Depuis le 11 août 2026, les règles du démarchage téléphonique ont profondément évolué. Pour les professionnels de l’immobilier, acheter un lead vendeur ne suffit plus : il faut pouvoir démontrer que le propriétaire a effectivement accepté d’être contacté par l’agence qui l’appelle.
Pendant des années, le fonctionnement était simple : un propriétaire déposait une demande sur un portail immobilier, un site d’estimation ou un comparateur, ses coordonnées étaient transmises à une agence et un négociateur pouvait rapidement le contacter.
Depuis l’entrée en vigueur du nouveau régime, cette pratique doit être repensée.
Le principe : le consentement préalable devient essentiel
L’article L. 223-1 du Code de la consommation pose désormais le principe selon lequel un consommateur ne peut pas être démarché par téléphone sans avoir donné préalablement son consentement à être prospecté par ce moyen.

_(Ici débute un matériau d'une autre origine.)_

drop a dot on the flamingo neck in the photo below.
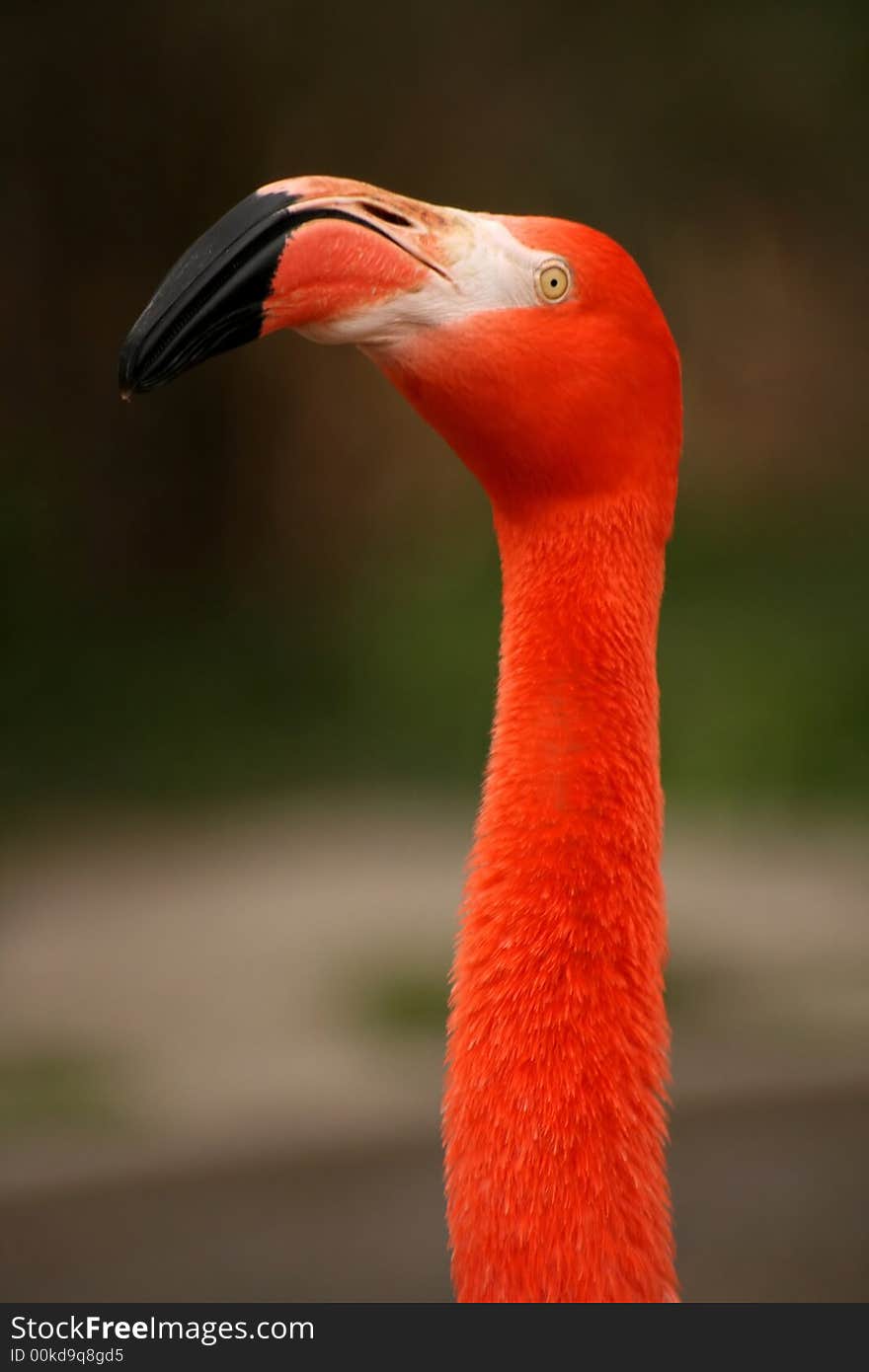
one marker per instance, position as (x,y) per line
(558,1052)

Ce consentement doit être :
- Libre ;
- Spécifique ;
- Éclairé ;
- Univoque ;
- Révocable ;
- Et résulter d’un acte positif clair.
La charge de la preuve repose sur le professionnel.
Autrement dit, l’enjeu n’est plus simplement de savoir si l’agence possède légalement le numéro de téléphone d’un propriétaire.

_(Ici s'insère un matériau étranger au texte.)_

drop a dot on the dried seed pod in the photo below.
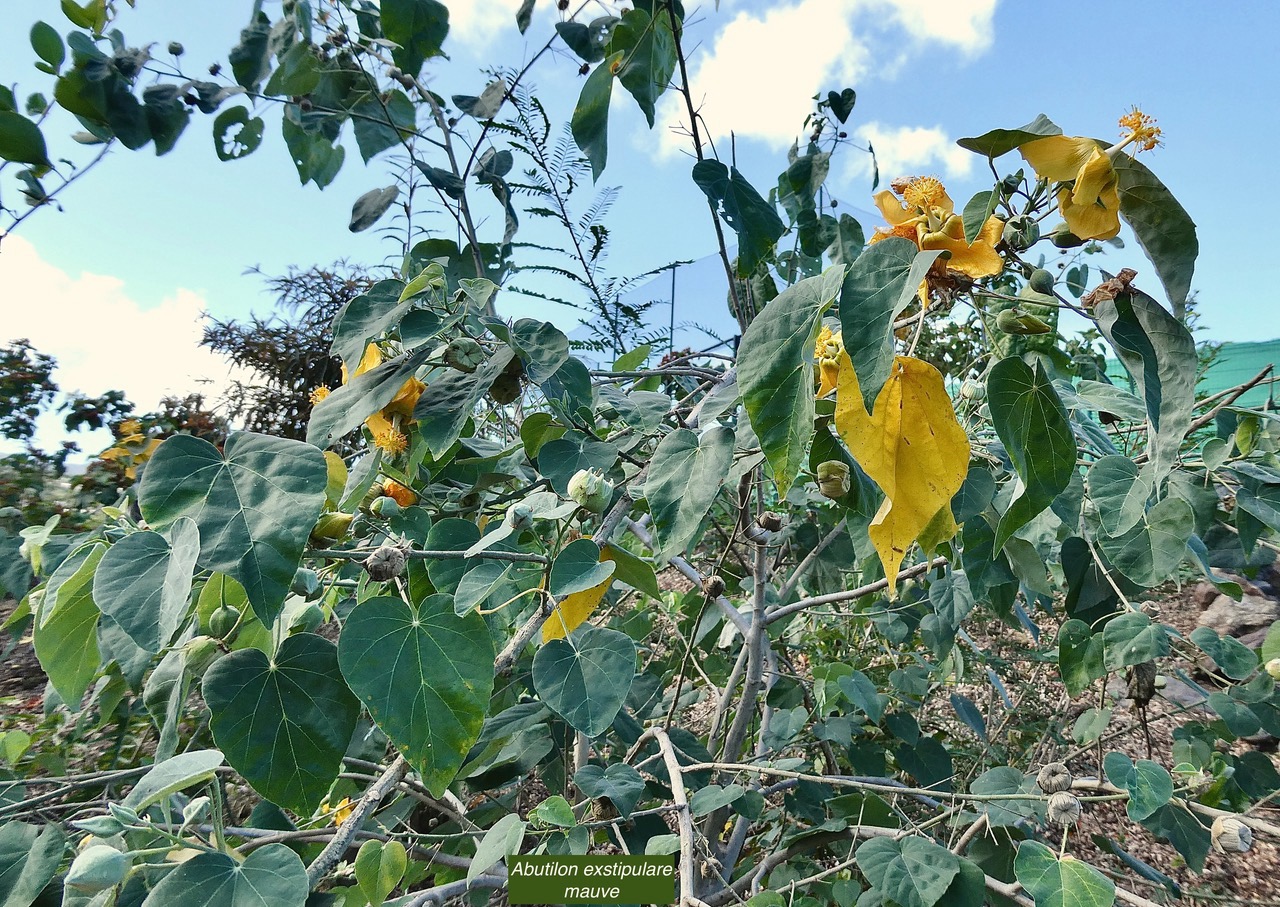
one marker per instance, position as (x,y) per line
(385,563)
(1230,836)
(1064,809)
(1142,682)
(1054,777)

Elle doit pouvoir répondre à une question beaucoup plus importante :
« Pourquoi ai-je le droit d’appeler cette personne ? »

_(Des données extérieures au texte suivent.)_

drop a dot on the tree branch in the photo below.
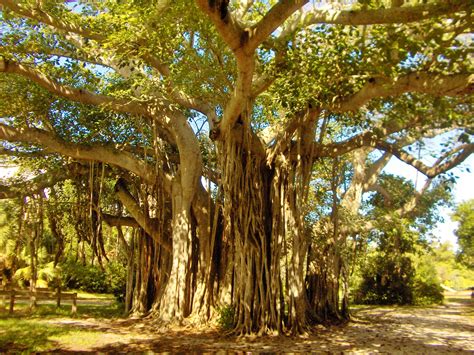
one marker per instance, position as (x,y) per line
(42,181)
(228,28)
(272,20)
(101,153)
(39,15)
(77,95)
(137,213)
(464,151)
(393,15)
(422,82)
(369,138)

Acheter légalement un fichier ne signifie pas pouvoir prospecter par téléphone
La transmission ou la vente d’un fichier de prospects n’est pas interdite en elle-même, sous réserve du respect des règles applicables à la collecte, à l’information et à la prospection.
Mais deux questions doivent être distinguées :
Avoir le droit de détenir et d’utiliser une donnée n’est pas nécessairement la même chose que disposer du droit de démarcher cette personne par téléphone.
Ainsi, la simple mention :
« Lead qualifié »
ou
« Lead opt-in »
Sur une facture ne constitue pas, à elle seule, une preuve suffisante du consentement.
Avant d’appeler, l’agence doit savoir précisément ce que le propriétaire a accepté, auprès de qui, pour quel objet et à quelle date.
Que doit pouvoir fournir un fournisseur de leads ?
Lorsqu’une agence achète des leads vendeurs, elle devrait être en mesure de demander à son fournisseur les éléments permettant de démontrer que le prospect est réellement appelable.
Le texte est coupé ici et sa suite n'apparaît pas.